Forcing language model to detect specific phrases?

We have a use case where people will be asked to say a particular phrase and then we want to measure how well they said it - so it’s a measurement of pronunciation rather than language recognition problem.

We have gotten surprisingly good results looking at letter by letter confidences in terms of measuring the quality of pronunciation (especially when we use a custom alphabet)… but that only works when the sentence it ‘detects’ the speaker saying is the actual sentence they said?

So… the question is, is there a way I can basically ‘force’ the beam search to find a particular path, and measure the letter by letter confidences along the way, instead of looking for the best fit? Or, alternatively, could I somehow ‘swap in’ a language model with a huge weighting on the expected phrase and get the results that way?

This would need to somehow happen at run time - in that the ‘target sentence’ would need to be supplied on each occasion.

Has anyone tried to do something like this?

Not to our knowledge

You could live-build the language model on each sentence. Since your dataset will be very reduced, it should not be long and not require huge amount of memory. However, it’s going to be quite invasive and it is going to add latency. So I guess it depends on how much this impacts your workflow.

I don’t know if just building a normal language model for a sentence would work, as it can still generate outputs with unknown probability in the LM, and there’s also the possibility of repeated n-grams within a single sentence.

Perhaps the easiest way would be to build a custom trie structure that only has the exact sequence of characters in your target sentence, and then use just the trie, without a language model. It would require a few changes to the decoder code where it assumes that LM and trie always are present together (or not present), but probably nothing major.

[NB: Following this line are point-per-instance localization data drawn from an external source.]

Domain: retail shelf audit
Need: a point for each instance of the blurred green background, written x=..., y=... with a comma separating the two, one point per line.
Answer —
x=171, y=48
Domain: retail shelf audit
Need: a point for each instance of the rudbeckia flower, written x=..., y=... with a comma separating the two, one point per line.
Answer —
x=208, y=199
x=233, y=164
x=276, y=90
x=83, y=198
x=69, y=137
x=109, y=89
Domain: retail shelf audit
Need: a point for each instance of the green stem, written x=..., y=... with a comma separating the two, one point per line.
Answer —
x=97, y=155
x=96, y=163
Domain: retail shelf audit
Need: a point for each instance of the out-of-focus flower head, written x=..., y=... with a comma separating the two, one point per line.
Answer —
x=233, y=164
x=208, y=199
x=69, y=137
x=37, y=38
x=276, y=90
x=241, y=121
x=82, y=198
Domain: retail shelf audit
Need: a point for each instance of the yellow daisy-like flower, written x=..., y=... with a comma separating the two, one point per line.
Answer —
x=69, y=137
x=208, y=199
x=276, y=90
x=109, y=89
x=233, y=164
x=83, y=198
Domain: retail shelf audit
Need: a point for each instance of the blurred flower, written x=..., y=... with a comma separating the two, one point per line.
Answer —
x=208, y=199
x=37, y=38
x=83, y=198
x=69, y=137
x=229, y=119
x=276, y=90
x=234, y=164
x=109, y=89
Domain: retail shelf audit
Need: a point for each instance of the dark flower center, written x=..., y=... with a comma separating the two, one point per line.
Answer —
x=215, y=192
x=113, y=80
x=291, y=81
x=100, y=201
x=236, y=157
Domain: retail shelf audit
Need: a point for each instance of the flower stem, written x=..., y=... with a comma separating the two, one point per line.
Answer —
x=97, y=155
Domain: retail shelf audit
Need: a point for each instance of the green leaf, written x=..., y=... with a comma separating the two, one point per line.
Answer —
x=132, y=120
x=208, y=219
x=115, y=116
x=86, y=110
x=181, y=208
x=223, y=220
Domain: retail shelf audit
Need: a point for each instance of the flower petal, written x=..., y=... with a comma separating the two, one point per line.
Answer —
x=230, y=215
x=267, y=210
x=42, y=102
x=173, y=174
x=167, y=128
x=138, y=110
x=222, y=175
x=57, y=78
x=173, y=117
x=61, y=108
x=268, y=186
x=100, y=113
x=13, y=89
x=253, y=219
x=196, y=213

Thanks heaps @reuben and @lissyx for this. I will see how far I get with trying to build a simple/ish language model at ‘run time’. In our use case that will work because if we cache the language model by hash of the target sentence most of them will get used multiple times. Also, it’s probably actually a good thing that if the user says something that is really, wildly, different from the target sentence that it won’t atempt to score it as if it was the target sentence pronunced badly. What we do want to do is make it likely to squeeze it into the target sentence isf the ‘student’ says something vaguely resembling the target sentence.

I notice that all the language model/trie building stuff has changed in 0.7… Haven’t looked into it yet but is there much chance I can grab an existing trie model in python aka hacking - and mess with the probabilities programmatically to sort of ‘graft’ on the probabilities target sentence as ‘by far and away the most likely’ candidate text?

I’ll take the time to look into it next, but if you think its the right or wrong direction it would be good to know…

Again, I’m not sure what the best way would be to handle the KenLM part, but for the trie, a good start would be to simply change the scorer.fill_dictionary(list(words)) in data/lm/ to scorer.fill_dictionary(["target sentence goes here"]).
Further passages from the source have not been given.